The U.Ok. (because of Wayve) is presently the most important marketplace for AI funding within the area, it stated.
Valuations enhancing… After startup valuations “bottomed out” in 2023, Atomico writes, they’re now heading again up, a lagged results of the gradual return of exercise within the public markets. A few of that’s doubtless additionally because of the outsized rounds raised by sure corporations in sure fields like AI. Extra usually, the rule seems to be that founders are extra open to dilution on bigger rounds in earlier phases and that performs out as larger valuations. Then startups elevating at later phases are selecting up the items of that earlier exuberance and are elevating down rounds, Atomico stated. European startups proceed to see valuations on common decrease than these of their American counterparts, on common between 29% and 52% decrease, Atomico notes.
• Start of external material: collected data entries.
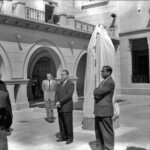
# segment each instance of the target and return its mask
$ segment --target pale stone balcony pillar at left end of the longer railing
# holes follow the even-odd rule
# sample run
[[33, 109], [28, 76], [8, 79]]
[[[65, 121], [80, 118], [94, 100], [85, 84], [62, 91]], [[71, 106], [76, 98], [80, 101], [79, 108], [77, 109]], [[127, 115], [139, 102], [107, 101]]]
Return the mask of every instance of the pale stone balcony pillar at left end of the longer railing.
[[13, 3], [13, 15], [25, 18], [25, 2]]

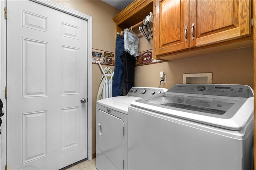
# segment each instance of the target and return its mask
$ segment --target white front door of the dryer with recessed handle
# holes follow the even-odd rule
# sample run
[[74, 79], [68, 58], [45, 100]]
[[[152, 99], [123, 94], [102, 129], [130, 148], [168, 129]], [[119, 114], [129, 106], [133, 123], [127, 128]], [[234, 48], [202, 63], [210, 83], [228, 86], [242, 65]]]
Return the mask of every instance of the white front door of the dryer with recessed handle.
[[98, 110], [96, 120], [96, 168], [124, 169], [124, 122]]

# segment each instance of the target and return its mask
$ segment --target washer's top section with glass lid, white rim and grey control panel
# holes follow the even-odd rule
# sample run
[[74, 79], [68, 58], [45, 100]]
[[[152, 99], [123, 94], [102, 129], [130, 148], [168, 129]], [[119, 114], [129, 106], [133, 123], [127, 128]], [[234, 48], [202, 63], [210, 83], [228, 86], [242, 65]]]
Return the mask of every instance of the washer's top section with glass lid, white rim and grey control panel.
[[241, 130], [252, 119], [253, 91], [246, 85], [174, 85], [156, 97], [131, 105], [230, 130]]

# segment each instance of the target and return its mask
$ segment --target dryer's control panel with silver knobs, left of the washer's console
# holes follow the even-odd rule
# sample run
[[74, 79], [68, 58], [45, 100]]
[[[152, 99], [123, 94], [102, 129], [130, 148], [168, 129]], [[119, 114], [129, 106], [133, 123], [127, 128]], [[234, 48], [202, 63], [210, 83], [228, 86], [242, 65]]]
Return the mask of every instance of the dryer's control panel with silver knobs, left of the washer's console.
[[158, 87], [132, 87], [127, 96], [150, 97], [166, 92], [168, 89]]

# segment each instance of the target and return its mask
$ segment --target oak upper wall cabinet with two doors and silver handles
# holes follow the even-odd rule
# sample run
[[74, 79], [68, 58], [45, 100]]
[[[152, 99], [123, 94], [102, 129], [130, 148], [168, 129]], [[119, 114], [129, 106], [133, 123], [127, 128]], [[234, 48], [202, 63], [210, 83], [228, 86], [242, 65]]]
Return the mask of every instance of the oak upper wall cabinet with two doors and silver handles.
[[250, 0], [154, 1], [154, 57], [170, 60], [251, 36], [251, 8]]

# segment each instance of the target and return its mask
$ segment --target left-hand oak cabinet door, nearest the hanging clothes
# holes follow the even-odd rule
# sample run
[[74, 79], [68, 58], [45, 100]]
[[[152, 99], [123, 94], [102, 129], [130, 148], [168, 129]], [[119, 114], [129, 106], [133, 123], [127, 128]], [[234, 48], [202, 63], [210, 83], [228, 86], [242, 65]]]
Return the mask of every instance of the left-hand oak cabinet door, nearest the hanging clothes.
[[190, 47], [188, 20], [188, 0], [155, 1], [154, 55], [156, 58], [161, 54]]

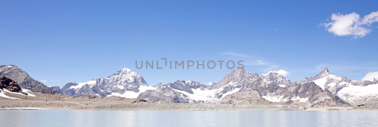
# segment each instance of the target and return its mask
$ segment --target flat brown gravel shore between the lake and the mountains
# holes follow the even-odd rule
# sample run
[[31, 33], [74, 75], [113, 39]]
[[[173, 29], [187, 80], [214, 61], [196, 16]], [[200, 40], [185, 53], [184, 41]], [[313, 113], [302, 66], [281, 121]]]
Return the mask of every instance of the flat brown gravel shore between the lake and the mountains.
[[[75, 97], [64, 94], [42, 94], [26, 96], [9, 93], [7, 96], [19, 99], [0, 98], [0, 109], [22, 109], [28, 107], [46, 110], [302, 110], [295, 105], [252, 105], [252, 104], [209, 104], [209, 103], [149, 103], [144, 99], [110, 96]], [[374, 107], [374, 106], [372, 106]], [[321, 107], [307, 110], [369, 110], [369, 107]]]

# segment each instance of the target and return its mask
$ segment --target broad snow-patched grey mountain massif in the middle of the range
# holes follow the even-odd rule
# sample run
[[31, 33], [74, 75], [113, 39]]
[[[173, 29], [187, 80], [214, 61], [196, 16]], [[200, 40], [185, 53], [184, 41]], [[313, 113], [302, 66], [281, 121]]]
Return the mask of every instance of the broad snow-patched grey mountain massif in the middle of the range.
[[[236, 70], [227, 74], [222, 79], [222, 81], [214, 82], [212, 85], [203, 85], [200, 82], [196, 82], [197, 85], [193, 85], [192, 82], [194, 81], [176, 81], [174, 83], [160, 85], [160, 88], [157, 87], [158, 89], [156, 90], [141, 93], [141, 96], [139, 96], [138, 98], [144, 98], [150, 102], [164, 102], [166, 100], [168, 100], [168, 102], [172, 102], [169, 100], [176, 100], [175, 102], [204, 101], [209, 103], [217, 103], [221, 101], [225, 96], [237, 93], [242, 90], [242, 86], [250, 84], [251, 82], [260, 81], [265, 82], [267, 85], [274, 84], [273, 82], [279, 82], [280, 87], [286, 87], [291, 83], [289, 80], [285, 79], [285, 77], [278, 73], [267, 73], [259, 76], [257, 73], [249, 73], [243, 68], [238, 67]], [[245, 89], [246, 88], [243, 88], [243, 90]], [[158, 94], [156, 93], [158, 92], [160, 92], [160, 96], [157, 96]]]

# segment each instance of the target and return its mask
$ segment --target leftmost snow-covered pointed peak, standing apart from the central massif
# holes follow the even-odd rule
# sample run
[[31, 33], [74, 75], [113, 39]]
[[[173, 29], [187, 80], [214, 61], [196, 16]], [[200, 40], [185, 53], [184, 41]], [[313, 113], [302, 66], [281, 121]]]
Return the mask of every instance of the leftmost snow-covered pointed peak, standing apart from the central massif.
[[107, 97], [115, 95], [136, 98], [140, 93], [153, 89], [155, 88], [149, 86], [140, 74], [129, 68], [122, 68], [105, 78], [95, 78], [84, 83], [69, 82], [62, 87], [61, 91], [64, 94], [75, 96]]

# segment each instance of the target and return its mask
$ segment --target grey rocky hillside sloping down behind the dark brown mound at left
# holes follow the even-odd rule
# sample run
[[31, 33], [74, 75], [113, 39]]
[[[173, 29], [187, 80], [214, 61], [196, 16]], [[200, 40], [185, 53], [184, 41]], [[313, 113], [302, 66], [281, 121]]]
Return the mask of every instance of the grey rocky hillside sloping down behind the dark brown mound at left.
[[15, 65], [1, 65], [0, 66], [0, 76], [8, 77], [13, 81], [17, 82], [20, 87], [26, 88], [33, 92], [57, 94], [59, 91], [51, 90], [49, 87], [44, 85], [42, 82], [38, 82], [31, 78], [28, 73], [21, 70]]

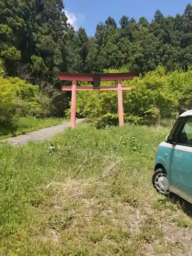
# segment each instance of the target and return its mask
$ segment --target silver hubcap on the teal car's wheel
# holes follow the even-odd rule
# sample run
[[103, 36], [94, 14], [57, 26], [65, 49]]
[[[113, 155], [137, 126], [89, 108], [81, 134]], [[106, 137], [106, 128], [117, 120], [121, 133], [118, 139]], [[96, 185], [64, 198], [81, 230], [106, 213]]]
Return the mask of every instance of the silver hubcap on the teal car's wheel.
[[155, 186], [161, 194], [169, 194], [169, 182], [166, 174], [158, 174], [155, 177]]

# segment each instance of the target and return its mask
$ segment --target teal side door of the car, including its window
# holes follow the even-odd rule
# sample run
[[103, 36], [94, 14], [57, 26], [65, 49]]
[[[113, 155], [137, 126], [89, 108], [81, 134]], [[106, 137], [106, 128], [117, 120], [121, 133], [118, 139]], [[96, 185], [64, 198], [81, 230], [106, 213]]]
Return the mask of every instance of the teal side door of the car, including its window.
[[184, 118], [170, 155], [171, 186], [192, 197], [192, 117]]

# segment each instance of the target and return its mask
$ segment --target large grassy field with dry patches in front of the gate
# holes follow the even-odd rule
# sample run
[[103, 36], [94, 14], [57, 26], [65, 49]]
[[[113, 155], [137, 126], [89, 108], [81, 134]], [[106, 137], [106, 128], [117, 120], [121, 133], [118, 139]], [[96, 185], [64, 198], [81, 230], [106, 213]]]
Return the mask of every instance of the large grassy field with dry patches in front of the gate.
[[191, 220], [151, 182], [167, 133], [80, 124], [0, 144], [0, 255], [190, 255]]

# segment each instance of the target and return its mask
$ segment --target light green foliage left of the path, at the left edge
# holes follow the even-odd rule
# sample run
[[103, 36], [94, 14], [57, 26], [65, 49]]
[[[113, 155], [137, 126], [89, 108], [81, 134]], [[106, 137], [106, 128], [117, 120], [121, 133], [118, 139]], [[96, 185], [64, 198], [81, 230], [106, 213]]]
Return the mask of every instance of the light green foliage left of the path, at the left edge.
[[4, 77], [0, 62], [0, 136], [13, 133], [19, 116], [46, 117], [53, 111], [51, 100], [37, 86], [18, 77]]

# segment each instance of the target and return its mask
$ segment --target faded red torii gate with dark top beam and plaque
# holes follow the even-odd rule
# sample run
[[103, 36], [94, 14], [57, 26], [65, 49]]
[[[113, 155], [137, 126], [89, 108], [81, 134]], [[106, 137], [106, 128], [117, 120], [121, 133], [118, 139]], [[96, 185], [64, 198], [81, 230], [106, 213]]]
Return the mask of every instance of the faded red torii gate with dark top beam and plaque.
[[[76, 125], [76, 91], [117, 91], [118, 96], [118, 112], [119, 112], [119, 126], [124, 125], [123, 118], [123, 98], [122, 91], [129, 91], [131, 87], [122, 86], [122, 80], [132, 80], [135, 72], [130, 73], [108, 73], [108, 74], [57, 74], [60, 80], [72, 81], [72, 86], [62, 86], [62, 91], [72, 91], [71, 98], [71, 127]], [[77, 86], [77, 81], [93, 82], [93, 87]], [[117, 81], [117, 86], [102, 86], [100, 81]]]

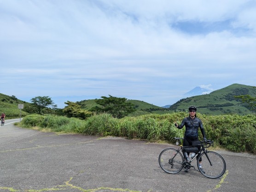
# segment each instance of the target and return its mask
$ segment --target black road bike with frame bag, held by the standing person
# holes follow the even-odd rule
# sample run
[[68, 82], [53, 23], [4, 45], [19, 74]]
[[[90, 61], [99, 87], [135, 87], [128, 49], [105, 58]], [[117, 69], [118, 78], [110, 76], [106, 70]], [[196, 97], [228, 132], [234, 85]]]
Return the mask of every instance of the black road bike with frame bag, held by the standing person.
[[[208, 151], [206, 149], [213, 145], [214, 141], [198, 141], [198, 143], [193, 144], [192, 146], [183, 147], [180, 140], [184, 138], [174, 137], [174, 139], [177, 141], [176, 145], [179, 145], [180, 147], [178, 149], [166, 148], [158, 157], [159, 165], [166, 173], [176, 174], [179, 173], [182, 168], [190, 169], [192, 167], [195, 169], [195, 166], [193, 166], [191, 162], [197, 157], [198, 170], [204, 176], [216, 179], [225, 173], [226, 162], [224, 158], [222, 158], [219, 153]], [[201, 149], [198, 150], [198, 147], [201, 147]], [[187, 152], [194, 152], [195, 155], [188, 158]], [[200, 158], [202, 158], [203, 169], [199, 169]]]

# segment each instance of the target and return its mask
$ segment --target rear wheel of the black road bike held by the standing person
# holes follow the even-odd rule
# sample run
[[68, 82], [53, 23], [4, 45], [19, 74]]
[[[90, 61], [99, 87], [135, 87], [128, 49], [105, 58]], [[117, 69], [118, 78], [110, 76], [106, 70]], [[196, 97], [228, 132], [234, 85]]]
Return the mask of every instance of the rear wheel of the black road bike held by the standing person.
[[174, 148], [164, 149], [158, 157], [160, 167], [169, 174], [179, 173], [183, 168], [183, 161], [181, 153]]

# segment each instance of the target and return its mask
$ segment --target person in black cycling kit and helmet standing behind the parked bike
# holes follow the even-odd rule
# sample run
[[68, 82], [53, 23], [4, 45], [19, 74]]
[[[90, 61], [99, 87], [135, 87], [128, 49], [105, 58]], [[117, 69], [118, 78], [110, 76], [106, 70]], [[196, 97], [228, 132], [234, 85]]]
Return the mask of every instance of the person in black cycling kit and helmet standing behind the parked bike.
[[[175, 126], [178, 129], [182, 129], [182, 127], [185, 125], [186, 130], [185, 130], [185, 135], [184, 135], [184, 140], [183, 140], [183, 146], [191, 146], [192, 142], [194, 141], [199, 141], [198, 140], [198, 129], [200, 128], [201, 133], [204, 137], [204, 141], [206, 141], [206, 136], [205, 136], [205, 131], [204, 131], [204, 126], [201, 121], [201, 119], [197, 118], [197, 107], [195, 106], [190, 106], [188, 107], [189, 111], [189, 117], [186, 117], [182, 120], [181, 124], [178, 125], [177, 122], [175, 122]], [[200, 150], [201, 147], [198, 147], [198, 150]], [[187, 152], [185, 152], [186, 155]], [[189, 153], [186, 155], [186, 159], [188, 159]], [[197, 157], [198, 158], [198, 157]], [[201, 169], [204, 172], [204, 169], [202, 168], [202, 158], [199, 159], [199, 169]], [[188, 172], [188, 169], [185, 168], [185, 172]]]

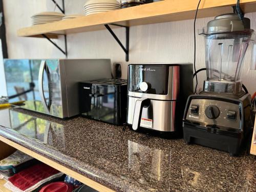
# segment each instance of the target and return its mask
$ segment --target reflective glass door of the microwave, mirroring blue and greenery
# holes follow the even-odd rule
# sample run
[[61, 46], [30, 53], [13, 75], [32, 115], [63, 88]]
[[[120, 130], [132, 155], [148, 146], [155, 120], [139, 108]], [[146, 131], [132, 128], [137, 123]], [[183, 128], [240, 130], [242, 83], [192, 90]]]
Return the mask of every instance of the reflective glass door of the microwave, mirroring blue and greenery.
[[[18, 95], [9, 102], [26, 101], [23, 106], [26, 109], [44, 113], [44, 106], [41, 104], [39, 95], [38, 75], [41, 60], [6, 59], [5, 76], [7, 83], [8, 97]], [[44, 93], [49, 104], [49, 87], [47, 71], [44, 71]], [[24, 93], [24, 94], [22, 94]]]

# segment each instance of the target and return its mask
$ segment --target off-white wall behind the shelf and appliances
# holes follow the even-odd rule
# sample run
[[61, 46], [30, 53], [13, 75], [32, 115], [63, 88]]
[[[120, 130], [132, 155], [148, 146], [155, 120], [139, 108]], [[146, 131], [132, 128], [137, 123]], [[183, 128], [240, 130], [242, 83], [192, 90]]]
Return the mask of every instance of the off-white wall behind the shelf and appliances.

(Within the graphic under, charting Sequence C, the typical valuation for a U.S. startup is $218 million, in comparison with $155 million for startup in Europe.)
…However sentiment just isn’t. If confidence is a powerful indicator of the well being of a market, there is likely to be some work forward for the motivators on the market. Atomico has been polling founders and buyers yearly asking how they really feel concerning the state of the market in comparison with a yr in the past, and 2024 seems to be a excessive watermark for low confidence. In a frank evaluation of how founders and buyers are viewing the market for the time being, a file proportion — respectively 40% and 26% — stated they felt much less assured than 12 months in the past.